This has always been the problem. Traditional methods of keeping alcohol levels low tend to remove great lumps of flavour or leave the wine too sweet. Several recent products (Banrock Station springs to mind) do, however, show signs of improvement. Processes like the so-called spinning cone also give cause for optimism.

Reduced alcohol wines currently available are, however, fundamentally different to what we normally drink and should be approached with different expectations.
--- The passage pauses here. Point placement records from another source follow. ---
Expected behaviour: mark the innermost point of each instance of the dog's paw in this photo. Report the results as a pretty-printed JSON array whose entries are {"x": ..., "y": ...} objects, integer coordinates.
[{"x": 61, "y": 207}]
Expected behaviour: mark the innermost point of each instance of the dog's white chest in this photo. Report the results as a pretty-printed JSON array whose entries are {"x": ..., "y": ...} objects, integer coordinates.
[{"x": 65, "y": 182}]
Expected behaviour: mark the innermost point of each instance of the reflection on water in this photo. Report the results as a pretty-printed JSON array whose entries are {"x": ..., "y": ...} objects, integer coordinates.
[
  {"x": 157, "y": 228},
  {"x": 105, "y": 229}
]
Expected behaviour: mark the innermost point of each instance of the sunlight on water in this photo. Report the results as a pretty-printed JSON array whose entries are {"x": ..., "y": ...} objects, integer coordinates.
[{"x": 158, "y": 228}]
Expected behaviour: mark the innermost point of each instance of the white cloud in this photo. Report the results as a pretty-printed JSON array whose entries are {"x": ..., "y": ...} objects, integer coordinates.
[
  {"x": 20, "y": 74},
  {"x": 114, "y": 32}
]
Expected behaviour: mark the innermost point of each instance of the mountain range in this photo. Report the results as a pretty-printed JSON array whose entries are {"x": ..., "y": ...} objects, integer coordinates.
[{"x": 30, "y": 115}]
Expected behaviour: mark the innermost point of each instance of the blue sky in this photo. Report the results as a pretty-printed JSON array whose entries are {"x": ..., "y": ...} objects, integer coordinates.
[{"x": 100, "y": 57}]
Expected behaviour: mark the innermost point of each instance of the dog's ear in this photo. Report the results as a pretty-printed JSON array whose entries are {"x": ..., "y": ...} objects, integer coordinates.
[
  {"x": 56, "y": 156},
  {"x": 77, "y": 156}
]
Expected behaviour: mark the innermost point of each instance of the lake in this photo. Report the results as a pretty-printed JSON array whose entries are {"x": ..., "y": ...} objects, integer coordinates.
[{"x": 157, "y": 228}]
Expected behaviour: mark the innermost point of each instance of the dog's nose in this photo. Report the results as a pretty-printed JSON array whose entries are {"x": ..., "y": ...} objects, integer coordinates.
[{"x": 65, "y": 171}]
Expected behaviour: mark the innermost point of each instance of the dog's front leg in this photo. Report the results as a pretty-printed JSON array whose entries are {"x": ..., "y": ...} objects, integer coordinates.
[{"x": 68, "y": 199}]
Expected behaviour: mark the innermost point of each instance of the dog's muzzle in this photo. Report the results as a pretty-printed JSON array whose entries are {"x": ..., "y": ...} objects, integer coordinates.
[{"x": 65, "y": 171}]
Over several centuries, conventional wine has built up a texture, substance, depth and complexity that, understandably, reduced alcohol wines and their kin have yet to attain.

My review of lower-alcohol wines started with whites, and our tasters picked out two. The relatively new Banrock Station Light White (£5.49, Tesco) is a 5.5 per cent blend of sauvignon and chardonnay that provides a pleasant, straightforward bottle with hints of peach and pear and the very light body that typifies all the wines we tasted. The residual sugar seems to have overpowered any trace of the sauvignon but the wine does have about 40 per cent fewer calories than a comparable bottle at 12 per cent.

However, if you stretch the alcohol up to 10.5 per cent, 2011 Jacob's Creek Cool Harvest Sauvignon Blanc (£8.99, Sainsbury’s) represents a more orthodox option, with its clear sauvignon nose, slight prickle and pronounced crisp, lime-based flavours.

Regrettably, we could not find a red to recommend but there are some presentable rosés. One, the rosé companion to the Banrock Station white, has uncluttered, fresh, strawberry fruit while Stowells Light Rosé (£4, Asda) has some gentle flowery, cherry touches – even if it is on the sweetish side of the spectrum. 

Both examples of summery rosé fizz from Brand Phoenix work pretty well. First Cape Café Collection Sparkling Rosé (£5.99, Sainsbury’s) is the lighter of the two, with fresh strawberry fruit and very lively bubbles. Encounter Bay Sparkling Rosé (£6.99, Tesco) has more substance but its refreshing raspberry fruit does seem a tad sweeter.

There is no need to abandon conventional wine altogether, however, since Gibo Asti (£7.99, M&S) is a mere 7.5 per cent yet gives sparkling, perfumed and creamy red apple fruit. So does La Rovere Moscato Spumante (£4.99, Morrisons), which has an abv of seven per cent. Naturally, both wines have generous amounts of sweetness.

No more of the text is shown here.